Factors affecting precision

The researchers identified three general factors that can influence the precision of analyses of student achievement data in relation to systemic reform:

  1. The extent to which teachers, schools, and districts participated in the systemic initiative over time: If schools could be classified by their degree of participation in, and implementation of, a systemic initiative, then comparing performance by schools would produce the most precise and most powerful information.
  2. The types of students excluded from the testing and analyses
  3. The standard error of measurement in the assessment instruments

The researchers hope that the analytic models they developed for this study will be widely applicable to other studies of large-scale reform. In fact, the most important contribution of the study is its potential to inform the design of other evaluations of large-scale reform efforts and thus to increase the likelihood that data will be available in the future to more effectively measure the impact of such interventions on student learning.

There is no one best model for analyzing the link between systemic initiatives and student achievement.
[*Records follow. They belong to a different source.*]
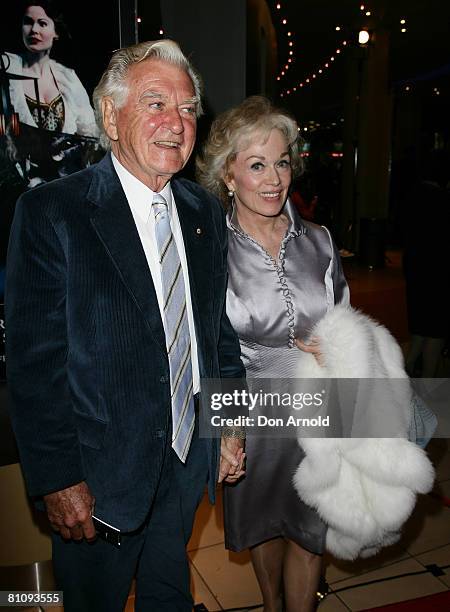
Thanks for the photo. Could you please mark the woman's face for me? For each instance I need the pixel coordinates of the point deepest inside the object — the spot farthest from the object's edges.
(261, 174)
(38, 30)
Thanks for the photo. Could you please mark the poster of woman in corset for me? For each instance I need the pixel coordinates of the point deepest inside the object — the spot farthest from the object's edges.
(51, 57)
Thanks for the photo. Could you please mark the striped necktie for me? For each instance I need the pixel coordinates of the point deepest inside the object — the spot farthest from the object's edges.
(178, 339)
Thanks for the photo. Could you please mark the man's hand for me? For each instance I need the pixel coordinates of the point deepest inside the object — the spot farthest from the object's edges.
(70, 512)
(231, 459)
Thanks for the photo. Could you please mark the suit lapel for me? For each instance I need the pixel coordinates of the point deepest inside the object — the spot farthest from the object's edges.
(114, 224)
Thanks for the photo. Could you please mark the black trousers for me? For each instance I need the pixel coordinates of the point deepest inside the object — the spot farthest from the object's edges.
(96, 577)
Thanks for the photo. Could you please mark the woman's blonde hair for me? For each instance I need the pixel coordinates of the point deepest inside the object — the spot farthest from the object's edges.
(233, 131)
(113, 82)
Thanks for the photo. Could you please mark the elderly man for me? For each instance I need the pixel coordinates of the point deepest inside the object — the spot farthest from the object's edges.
(115, 310)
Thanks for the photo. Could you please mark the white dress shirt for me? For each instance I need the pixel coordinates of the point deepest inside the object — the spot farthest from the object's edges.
(140, 198)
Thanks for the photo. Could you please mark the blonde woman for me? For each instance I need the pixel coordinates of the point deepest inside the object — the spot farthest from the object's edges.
(284, 274)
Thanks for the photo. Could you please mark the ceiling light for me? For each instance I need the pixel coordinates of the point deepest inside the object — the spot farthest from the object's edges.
(363, 37)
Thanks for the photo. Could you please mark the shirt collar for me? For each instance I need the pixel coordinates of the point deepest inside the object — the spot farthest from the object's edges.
(139, 196)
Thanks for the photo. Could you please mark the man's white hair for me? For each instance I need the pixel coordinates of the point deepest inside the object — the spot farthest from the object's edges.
(113, 83)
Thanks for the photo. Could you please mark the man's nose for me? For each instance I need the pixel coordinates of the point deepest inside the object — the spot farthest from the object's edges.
(174, 121)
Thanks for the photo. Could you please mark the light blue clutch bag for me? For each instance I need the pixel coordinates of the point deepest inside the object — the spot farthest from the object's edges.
(423, 422)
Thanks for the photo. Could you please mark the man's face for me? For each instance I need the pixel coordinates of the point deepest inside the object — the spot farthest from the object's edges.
(153, 133)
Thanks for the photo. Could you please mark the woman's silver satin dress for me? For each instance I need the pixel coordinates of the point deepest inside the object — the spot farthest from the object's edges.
(269, 304)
Each model is based on specific assumptions made necessary by the limitations of available data or other constraints.

The research conducted by Webb, Clune, and colleagues was supported by the National Science Foundation. For more information, contact Webb by e-mail at nlwebb@facstaff.wisc.edu or by telephone at (608) 263-4287.

[1] NSF launched the USI program in 1994, applying lessons learned from its earlier State Systemic Initiative (SSI) program to the problems of inner-city school systems. The USI program was offered to major cities with the largest number of K-12 students living in poverty.